Nor is Pryor someone who disregards the law in favor of his religious or political views. In fact, one of the knocks against him among religious conservatives is one of the things I admire about him: his role as state Attorney General in bringing ethics charges against Alabama Supreme Court Justice Roy Moore. Moore had defied a federal court order to remove a large Ten Commandments monument from in front of the state Supreme Court. Moore had clearly acted unethically, and Pryor took the actions he was required to take.

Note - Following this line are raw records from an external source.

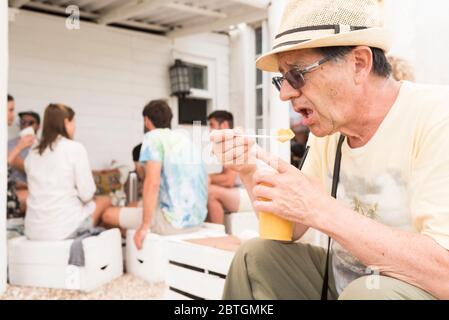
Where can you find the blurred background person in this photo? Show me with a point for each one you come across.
(60, 182)
(225, 191)
(28, 119)
(16, 199)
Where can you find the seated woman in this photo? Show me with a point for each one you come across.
(16, 199)
(60, 182)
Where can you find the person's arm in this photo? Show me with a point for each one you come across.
(150, 199)
(420, 258)
(84, 180)
(140, 170)
(151, 191)
(225, 179)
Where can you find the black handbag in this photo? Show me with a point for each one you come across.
(335, 179)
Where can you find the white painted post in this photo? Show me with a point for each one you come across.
(3, 138)
(279, 111)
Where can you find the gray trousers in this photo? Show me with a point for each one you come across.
(266, 269)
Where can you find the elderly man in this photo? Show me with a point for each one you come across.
(383, 143)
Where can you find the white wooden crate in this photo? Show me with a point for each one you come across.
(196, 271)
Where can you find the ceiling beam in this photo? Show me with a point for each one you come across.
(260, 4)
(196, 10)
(18, 3)
(93, 16)
(125, 12)
(57, 9)
(219, 25)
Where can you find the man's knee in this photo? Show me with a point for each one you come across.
(376, 287)
(258, 250)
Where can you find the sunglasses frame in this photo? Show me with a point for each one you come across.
(295, 76)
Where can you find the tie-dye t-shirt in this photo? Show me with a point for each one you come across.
(399, 178)
(183, 189)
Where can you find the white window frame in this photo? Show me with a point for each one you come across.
(209, 94)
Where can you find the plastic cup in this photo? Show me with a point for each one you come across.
(273, 227)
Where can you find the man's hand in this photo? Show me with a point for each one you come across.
(290, 193)
(233, 151)
(139, 236)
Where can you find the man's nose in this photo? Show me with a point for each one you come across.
(287, 92)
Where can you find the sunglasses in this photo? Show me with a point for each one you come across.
(27, 123)
(295, 77)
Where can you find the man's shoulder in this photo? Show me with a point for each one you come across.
(13, 142)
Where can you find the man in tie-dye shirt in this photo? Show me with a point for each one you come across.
(175, 186)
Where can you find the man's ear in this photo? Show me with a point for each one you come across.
(148, 124)
(363, 63)
(225, 125)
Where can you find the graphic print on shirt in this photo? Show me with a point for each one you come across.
(364, 195)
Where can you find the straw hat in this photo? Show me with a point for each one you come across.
(327, 23)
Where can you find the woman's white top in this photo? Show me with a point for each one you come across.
(61, 189)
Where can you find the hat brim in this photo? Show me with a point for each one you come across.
(373, 37)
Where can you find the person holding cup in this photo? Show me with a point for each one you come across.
(376, 178)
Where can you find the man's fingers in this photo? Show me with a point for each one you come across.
(262, 192)
(265, 177)
(273, 161)
(264, 206)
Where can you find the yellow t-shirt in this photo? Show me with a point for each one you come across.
(399, 178)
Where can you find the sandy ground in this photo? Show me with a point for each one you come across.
(125, 287)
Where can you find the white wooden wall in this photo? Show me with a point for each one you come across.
(106, 74)
(3, 133)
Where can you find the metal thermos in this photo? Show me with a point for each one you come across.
(132, 188)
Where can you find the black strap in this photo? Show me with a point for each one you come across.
(335, 180)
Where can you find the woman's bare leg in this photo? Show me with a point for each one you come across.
(102, 203)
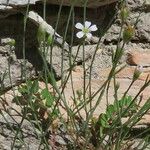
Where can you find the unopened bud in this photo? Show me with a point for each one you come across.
(128, 33)
(137, 72)
(124, 13)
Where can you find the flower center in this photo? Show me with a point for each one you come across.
(85, 30)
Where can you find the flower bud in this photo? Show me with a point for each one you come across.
(124, 13)
(128, 33)
(137, 72)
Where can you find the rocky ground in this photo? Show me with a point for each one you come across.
(137, 54)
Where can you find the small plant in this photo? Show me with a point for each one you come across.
(107, 119)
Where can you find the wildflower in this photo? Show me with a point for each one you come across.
(86, 30)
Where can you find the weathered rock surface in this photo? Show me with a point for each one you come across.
(79, 3)
(138, 8)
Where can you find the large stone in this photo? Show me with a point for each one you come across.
(140, 58)
(77, 3)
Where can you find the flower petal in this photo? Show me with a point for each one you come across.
(89, 35)
(79, 26)
(93, 28)
(87, 24)
(80, 34)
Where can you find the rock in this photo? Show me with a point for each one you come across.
(140, 58)
(143, 28)
(79, 3)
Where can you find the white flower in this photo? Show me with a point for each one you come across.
(86, 29)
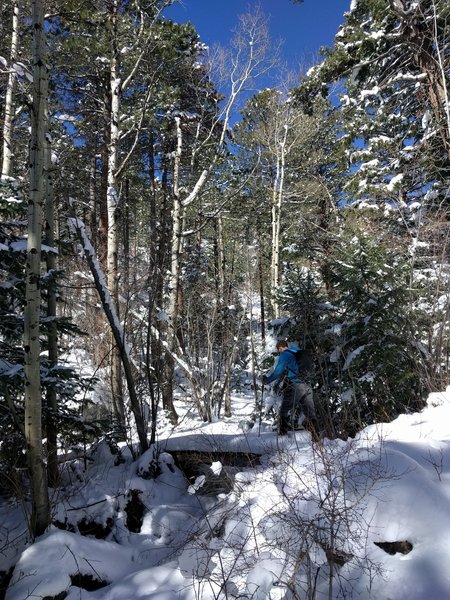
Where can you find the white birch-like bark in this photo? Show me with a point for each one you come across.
(249, 61)
(277, 200)
(9, 96)
(52, 335)
(40, 515)
(112, 202)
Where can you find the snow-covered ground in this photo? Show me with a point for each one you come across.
(304, 523)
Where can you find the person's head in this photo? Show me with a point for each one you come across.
(282, 345)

Of course, Pryor’s bold statements and decisions may make him difficult to confirm. The question is whether Trump is willing to spend considerable political capital on a judge whom Democrats will try to Bork an an extremist trying to send us back to the days of back-alley abortions with coat hangers. Nothing galvanizes the radical left like a threat to their ability to ensure the continued killing of millions more babies.

If Pryor isn’t in the cards, we could do worse than Neil Gorsuch — named by ABC News for days as the most likely Trump pick. In many ways, Gorsuch is the ideal successor to Scalia, as he shares many of Scalia’s attributes. He is an engaging and entertaining writer. He is an originalist, which is the only legitimate method of constitutional interpretation — but one that Scalia did much to make respectable. Gorsuch is an ardent textualist, like Scalia, and shares Scalia’s disdain for a reliance on fickle and often misleading legislative history.

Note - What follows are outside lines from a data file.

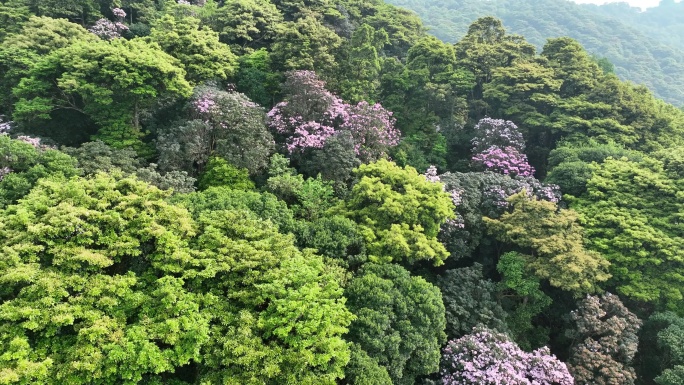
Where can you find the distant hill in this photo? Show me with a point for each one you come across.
(645, 47)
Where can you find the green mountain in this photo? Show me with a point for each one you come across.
(645, 47)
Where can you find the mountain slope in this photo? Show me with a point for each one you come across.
(640, 54)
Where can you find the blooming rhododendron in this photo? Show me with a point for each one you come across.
(507, 161)
(485, 357)
(497, 132)
(311, 114)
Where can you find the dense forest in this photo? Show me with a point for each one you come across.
(644, 47)
(320, 192)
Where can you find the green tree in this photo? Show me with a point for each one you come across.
(362, 67)
(278, 313)
(216, 123)
(399, 213)
(470, 300)
(400, 321)
(197, 49)
(38, 37)
(95, 157)
(112, 83)
(486, 47)
(604, 342)
(553, 239)
(22, 164)
(306, 44)
(631, 214)
(219, 172)
(92, 296)
(523, 299)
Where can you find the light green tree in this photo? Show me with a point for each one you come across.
(553, 240)
(399, 213)
(198, 50)
(111, 83)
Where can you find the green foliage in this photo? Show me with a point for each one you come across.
(400, 322)
(264, 205)
(216, 123)
(470, 300)
(13, 13)
(38, 36)
(246, 25)
(219, 172)
(95, 157)
(364, 370)
(112, 83)
(309, 198)
(553, 239)
(363, 64)
(605, 341)
(104, 282)
(570, 164)
(256, 79)
(641, 45)
(523, 299)
(661, 349)
(306, 44)
(334, 237)
(630, 213)
(197, 49)
(23, 165)
(278, 313)
(89, 296)
(399, 213)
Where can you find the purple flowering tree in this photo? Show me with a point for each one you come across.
(310, 115)
(497, 132)
(217, 123)
(498, 146)
(485, 357)
(507, 161)
(107, 29)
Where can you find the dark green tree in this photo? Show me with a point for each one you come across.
(400, 322)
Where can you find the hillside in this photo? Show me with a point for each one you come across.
(319, 192)
(646, 48)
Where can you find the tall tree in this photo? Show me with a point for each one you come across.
(554, 240)
(112, 83)
(400, 321)
(399, 213)
(605, 341)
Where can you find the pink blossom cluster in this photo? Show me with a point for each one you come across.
(311, 114)
(119, 13)
(497, 132)
(456, 198)
(485, 357)
(107, 29)
(204, 103)
(507, 161)
(5, 126)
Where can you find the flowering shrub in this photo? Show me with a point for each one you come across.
(607, 340)
(497, 132)
(485, 357)
(507, 161)
(310, 115)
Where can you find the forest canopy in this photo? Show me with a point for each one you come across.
(321, 192)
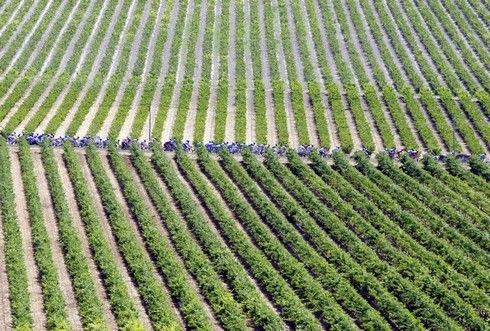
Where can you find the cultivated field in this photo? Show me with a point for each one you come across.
(368, 73)
(103, 240)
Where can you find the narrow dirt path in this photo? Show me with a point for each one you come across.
(372, 44)
(181, 72)
(126, 128)
(133, 292)
(199, 56)
(387, 41)
(266, 77)
(31, 59)
(136, 49)
(215, 66)
(39, 43)
(61, 66)
(58, 257)
(155, 103)
(5, 318)
(12, 16)
(116, 57)
(163, 231)
(20, 27)
(231, 111)
(250, 124)
(281, 60)
(35, 291)
(93, 72)
(299, 66)
(134, 227)
(78, 224)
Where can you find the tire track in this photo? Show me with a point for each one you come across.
(143, 317)
(133, 57)
(127, 211)
(93, 71)
(35, 291)
(126, 128)
(231, 111)
(154, 213)
(78, 225)
(58, 257)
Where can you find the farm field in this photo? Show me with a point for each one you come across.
(136, 241)
(368, 74)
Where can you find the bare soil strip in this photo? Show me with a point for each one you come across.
(78, 224)
(163, 231)
(93, 70)
(266, 77)
(133, 57)
(126, 128)
(143, 317)
(116, 57)
(250, 123)
(155, 103)
(81, 61)
(230, 112)
(299, 65)
(61, 67)
(215, 66)
(12, 15)
(191, 114)
(34, 287)
(181, 72)
(31, 58)
(132, 223)
(281, 60)
(20, 27)
(58, 258)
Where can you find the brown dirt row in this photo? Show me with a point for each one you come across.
(35, 291)
(132, 223)
(143, 317)
(78, 224)
(58, 257)
(163, 231)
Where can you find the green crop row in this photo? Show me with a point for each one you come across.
(89, 305)
(152, 292)
(53, 300)
(223, 261)
(12, 248)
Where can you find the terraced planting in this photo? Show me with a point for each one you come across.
(103, 240)
(409, 74)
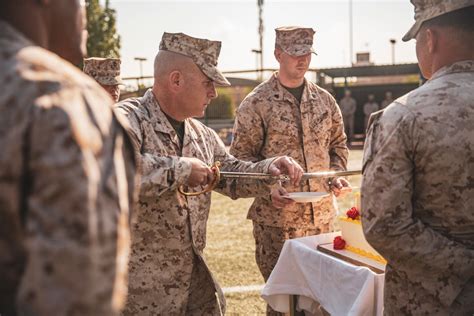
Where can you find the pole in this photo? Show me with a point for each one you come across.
(260, 33)
(351, 43)
(140, 62)
(393, 41)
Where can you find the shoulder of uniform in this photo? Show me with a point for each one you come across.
(132, 106)
(375, 117)
(199, 127)
(40, 66)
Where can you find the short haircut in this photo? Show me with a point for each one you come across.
(462, 19)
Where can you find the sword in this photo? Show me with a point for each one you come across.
(265, 176)
(306, 176)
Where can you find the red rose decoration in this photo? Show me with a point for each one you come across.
(353, 213)
(339, 243)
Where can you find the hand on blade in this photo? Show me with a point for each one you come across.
(339, 186)
(287, 165)
(280, 197)
(201, 174)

Quotes from Gorsuch in this Washington Post profile show Gorsuch’s great respect for Scalia:

“The great project of Justice Scalia’s career was to remind us of the differences between judges and legislators,” Gorsuch told an audience at Case Western Reserve University School of Law in Cleveland.

Legislators “may appeal to their own moral convictions and to claims about social utility to reshape the law as they think it should be in the future,” Gorsuch said. But “judges should do none of these things in a democratic society.”

Instead, they should use “text, structure and history” to understand what the law is, “not to decide cases based on their own moral convictions or the policy consequences they believe might serve society best.”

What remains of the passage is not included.